The Daily Mirror publisher is investigating the use of ChatGPT to help write local messages

The publisher of the Daily Mirror and Daily Express newspapers is investigating whether the artificial intelligence chatbot ChatGPT could help journalists write short messages, while media organizations explore ways to use AI.

Reach chief executive Jim Mullen told the Financial Times the company set up a working group to study how the tool could be used to help human reporters compile coverage of topics like local weather and traffic.

“We commissioned a working group from our technical and editorial teams to explore the potential and limitations of machine learning like ChatGPT,” he said. “We see potential to use it in the future to assist our journalists with routine reports such as local traffic and weather, or to find creative uses for them outside of our traditional content areas.”

Newsrooms around the world are considering how advances in generative AI, including OpenAI’s ChatGPT and Google’s Bard chatbot, will impact the production of journalism.

BuzzFeed announced last month that it would be working with OpenAI, creators of ChatGPT, to help create its viral quizzes, while online news site CNET attempted to use the program to write economics statements before observers pointed out that it contained several errors.
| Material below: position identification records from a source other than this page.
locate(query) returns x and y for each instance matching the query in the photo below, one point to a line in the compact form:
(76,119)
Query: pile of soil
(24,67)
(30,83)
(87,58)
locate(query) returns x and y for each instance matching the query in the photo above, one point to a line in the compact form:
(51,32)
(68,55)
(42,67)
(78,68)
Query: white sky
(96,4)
Some news outlets have been experimenting with AI for years. Thomson Reuters has been using an internal program called Lynx Insight since 2018 to sift through information such as market data and find patterns for reporters.
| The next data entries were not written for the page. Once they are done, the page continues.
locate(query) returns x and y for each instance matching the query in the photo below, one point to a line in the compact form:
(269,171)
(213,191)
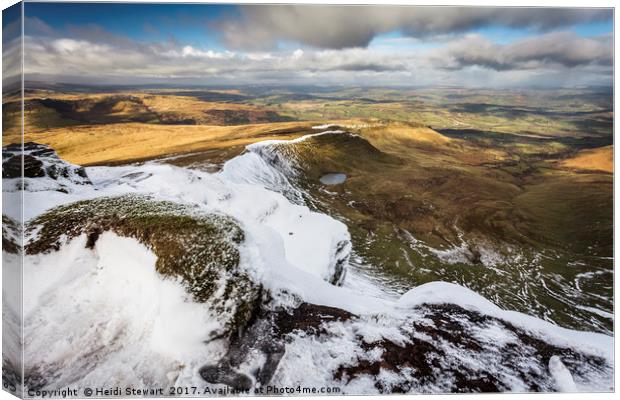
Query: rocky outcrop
(442,348)
(199,249)
(41,161)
Reach publishes more than 130 national and regional titles, including the Daily Record and the Manchester Evening News. Last month, the company warned that its full-year profit would come in lower than expected after being hit by cost inflation and lower advertising prices, particularly in print. It also said it would cut about 200 jobs across its editorial and commercial teams out of a total of 4,500 employees.

However, the group has expanded its presence into the US, opening an office in New York this year and launching online US versions of the Daily Express and the Irish Star to appeal to the US’s Irish American population.
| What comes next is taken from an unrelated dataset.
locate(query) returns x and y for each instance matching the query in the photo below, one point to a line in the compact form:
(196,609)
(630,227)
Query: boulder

Reach said research into potential uses of AI has more to do with adopting new technologies and leveraging data than with cost savings, adding that Reach now employs more journalists than it has at any time in the last 10 years.

Mullen said, “It’s very early days, but we see it as a tool to support our editorial teams, similar to the other technologies we already use.”

However. Chris Morley, the National Union of Journalists’ coordinator for Reach, expressed concern and said he would “seek meetings with the company.”

“I’m concerned that the company hasn’t spoken to us at all because of the potential impact on jobs,” he said. “We’re going through 200 job cuts in the group, it was a painful process.”

Francesco Marconi, co-founder of computer journalism company AppliedXL, who formerly worked on automation and AI at the Associated Press, said ChatGPT’s application in journalism would be in “support roles.”

“A framework to think about would be if GPT was an intern who can help you edit specific passages of reporting but cannot create original reporting,” he said.